At least some of the NRA's leadership thought the TV programming crossed a line.
"There were a lot of us, including the CEO, who were extremely concerned and upset that it seemed to be an off-topic subject," NRA board member Joel Friedman told NPR. "But remember, who is the one who drove the bus on NRATV? It was Ackerman McQueen."
The company responded with its own criticism of the gun rights group.
"Ackerman McQueen is not surprised that the NRA is unwilling to honor its agreement to end our contract and our longstanding relationship in an orderly and amicable manner," it said in a statement. It said the NRA refused to pay millions of dollars and used intimidation tactics.
"When given the opportunity to do the right thing, the NRA once again has taken action that we believe is intended to harm our company even at the expense of the NRA itself," it added.
Loesch did not immediately respond to NPR's request for comment.
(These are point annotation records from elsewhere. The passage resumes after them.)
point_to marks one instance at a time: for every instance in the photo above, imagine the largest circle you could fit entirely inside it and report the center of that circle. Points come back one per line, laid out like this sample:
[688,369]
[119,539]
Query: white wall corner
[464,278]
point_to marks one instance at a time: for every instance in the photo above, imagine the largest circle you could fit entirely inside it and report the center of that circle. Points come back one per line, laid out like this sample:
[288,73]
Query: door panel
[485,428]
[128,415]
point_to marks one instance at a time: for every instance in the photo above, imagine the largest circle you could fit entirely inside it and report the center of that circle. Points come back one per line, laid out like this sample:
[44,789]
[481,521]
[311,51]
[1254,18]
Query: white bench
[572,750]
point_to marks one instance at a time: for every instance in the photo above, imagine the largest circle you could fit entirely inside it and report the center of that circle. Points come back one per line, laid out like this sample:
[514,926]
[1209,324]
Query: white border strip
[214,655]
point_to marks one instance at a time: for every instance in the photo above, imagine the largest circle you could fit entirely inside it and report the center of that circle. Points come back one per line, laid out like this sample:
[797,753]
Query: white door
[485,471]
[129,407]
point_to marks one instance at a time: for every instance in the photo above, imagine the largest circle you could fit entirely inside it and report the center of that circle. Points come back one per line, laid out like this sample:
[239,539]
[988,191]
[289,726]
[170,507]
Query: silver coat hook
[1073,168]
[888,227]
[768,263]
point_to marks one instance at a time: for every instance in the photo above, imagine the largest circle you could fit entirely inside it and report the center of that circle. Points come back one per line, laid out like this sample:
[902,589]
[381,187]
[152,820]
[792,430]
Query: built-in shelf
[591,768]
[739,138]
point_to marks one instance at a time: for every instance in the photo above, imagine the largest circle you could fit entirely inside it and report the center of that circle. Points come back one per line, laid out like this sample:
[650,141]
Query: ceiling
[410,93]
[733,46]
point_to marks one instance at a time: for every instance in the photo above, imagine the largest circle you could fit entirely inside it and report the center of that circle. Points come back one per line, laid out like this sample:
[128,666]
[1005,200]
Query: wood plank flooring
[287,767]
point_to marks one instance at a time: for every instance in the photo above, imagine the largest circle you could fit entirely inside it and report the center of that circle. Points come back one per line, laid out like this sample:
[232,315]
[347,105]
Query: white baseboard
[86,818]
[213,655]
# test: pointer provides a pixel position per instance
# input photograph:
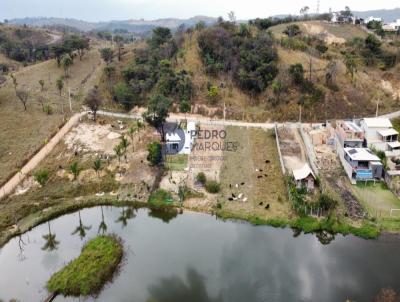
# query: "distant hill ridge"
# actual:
(130, 25)
(141, 25)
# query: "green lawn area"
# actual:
(87, 274)
(255, 168)
(177, 162)
(377, 199)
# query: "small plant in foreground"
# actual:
(42, 176)
(212, 186)
(201, 178)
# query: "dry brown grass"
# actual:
(267, 186)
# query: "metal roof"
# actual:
(303, 173)
(378, 122)
(388, 132)
(361, 154)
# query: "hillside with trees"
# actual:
(262, 70)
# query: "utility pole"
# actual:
(69, 98)
(300, 115)
(224, 112)
(377, 107)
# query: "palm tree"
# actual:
(81, 228)
(131, 132)
(118, 151)
(66, 63)
(51, 242)
(126, 215)
(103, 225)
(139, 126)
(97, 166)
(124, 145)
(74, 169)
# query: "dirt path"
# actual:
(38, 157)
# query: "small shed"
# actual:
(304, 177)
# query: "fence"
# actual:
(309, 150)
(279, 149)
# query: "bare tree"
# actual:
(23, 96)
(93, 101)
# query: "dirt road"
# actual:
(35, 160)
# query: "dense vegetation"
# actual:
(29, 45)
(87, 274)
(250, 58)
(152, 72)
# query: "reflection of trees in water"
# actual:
(21, 244)
(325, 237)
(103, 225)
(81, 228)
(125, 215)
(163, 214)
(51, 242)
(387, 295)
(174, 289)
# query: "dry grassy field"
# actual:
(252, 175)
(24, 132)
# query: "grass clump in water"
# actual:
(87, 274)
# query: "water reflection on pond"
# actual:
(194, 257)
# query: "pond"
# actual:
(195, 257)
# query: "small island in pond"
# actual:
(87, 274)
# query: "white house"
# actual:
(178, 140)
(304, 177)
(364, 164)
(379, 133)
(395, 25)
(372, 18)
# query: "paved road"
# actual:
(197, 118)
(36, 159)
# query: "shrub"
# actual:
(48, 109)
(292, 30)
(41, 177)
(213, 94)
(87, 274)
(160, 197)
(74, 168)
(212, 186)
(296, 72)
(201, 178)
(155, 153)
(327, 202)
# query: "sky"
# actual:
(105, 10)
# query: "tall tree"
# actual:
(107, 54)
(60, 84)
(93, 101)
(23, 96)
(81, 228)
(51, 242)
(119, 41)
(157, 112)
(66, 63)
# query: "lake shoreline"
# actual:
(302, 224)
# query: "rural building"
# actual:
(395, 25)
(304, 177)
(349, 134)
(372, 18)
(364, 164)
(379, 132)
(337, 17)
(178, 140)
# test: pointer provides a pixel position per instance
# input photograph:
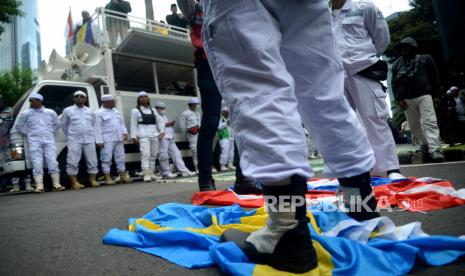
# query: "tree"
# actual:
(8, 10)
(14, 83)
(419, 23)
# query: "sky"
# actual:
(54, 13)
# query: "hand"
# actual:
(403, 105)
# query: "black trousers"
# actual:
(211, 109)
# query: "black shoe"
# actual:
(294, 252)
(245, 186)
(357, 190)
(207, 187)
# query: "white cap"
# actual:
(36, 96)
(79, 92)
(160, 104)
(107, 98)
(194, 100)
(142, 93)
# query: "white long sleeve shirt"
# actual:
(361, 33)
(143, 130)
(189, 119)
(39, 125)
(169, 131)
(78, 124)
(109, 126)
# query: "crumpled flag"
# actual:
(188, 235)
(412, 194)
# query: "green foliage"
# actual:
(8, 10)
(419, 23)
(14, 83)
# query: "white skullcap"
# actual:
(194, 100)
(142, 93)
(160, 104)
(79, 92)
(36, 96)
(107, 98)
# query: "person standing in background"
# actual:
(226, 141)
(39, 124)
(110, 133)
(168, 147)
(211, 107)
(362, 35)
(118, 23)
(415, 82)
(176, 19)
(147, 129)
(189, 122)
(78, 123)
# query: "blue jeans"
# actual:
(211, 109)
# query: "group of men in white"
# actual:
(105, 129)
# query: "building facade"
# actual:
(20, 42)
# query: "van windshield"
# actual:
(58, 97)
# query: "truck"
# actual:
(148, 56)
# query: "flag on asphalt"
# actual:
(188, 235)
(413, 194)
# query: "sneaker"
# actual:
(246, 186)
(169, 175)
(356, 193)
(187, 173)
(396, 176)
(209, 186)
(279, 245)
(437, 156)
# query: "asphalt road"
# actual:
(61, 233)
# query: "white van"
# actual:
(153, 57)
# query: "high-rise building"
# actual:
(20, 42)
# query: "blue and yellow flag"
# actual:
(84, 34)
(189, 236)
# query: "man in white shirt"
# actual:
(147, 128)
(78, 123)
(110, 132)
(190, 125)
(362, 35)
(168, 147)
(39, 124)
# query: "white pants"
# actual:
(368, 98)
(193, 147)
(37, 152)
(227, 151)
(168, 148)
(74, 156)
(276, 64)
(117, 27)
(421, 118)
(148, 148)
(115, 148)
The NRA declined to comment.
NRA's top lobbyist steps down
Chris Cox, the NRA's top lobbyist in Washington, resigned after nearly 25 years, multiple sources told NPR. As the head of the NRA's lobbying arm, he was considered one of the most powerful figures in the capital.
Cox has worked at the organization since 1995, and has been the NRA's top lobbyist since 2002.
He had been suspended after being accused of contributing to the effort to oust LaPierre, an allegation he denies. Friedman, the board member, said he was surprised to learn that Cox had quit.
"I've known him 17 years and he's always been a strong advocate for the Second Amendment and Second Amendment rights," Friedman said.
Cox did not respond to a request for comment.
NRA finances under scrutiny
Under LaPierre, the gun rights group is facing allegations of financial misconduct. LaPierre countered that people inside the NRA and Ackerman were trying to oust him.
Rep. Brad Schneider, D-Ill., a member of the House Ways and Means Committee, told NPR that he was launching an investigation into whether wrongdoing had occurred and "whether these activities warrant reconsideration of the NRA's tax-exempt status."
He sent a letter to LaPierre on Wednesday afternoon demanding financial documents and correspondence related to LaPierre's claim that former NRA president Oliver North tried to force him to resign, among other items.
At least three congressional committees are investigating the NRA, in addition to a probe launched by New York Attorney General Letitia James.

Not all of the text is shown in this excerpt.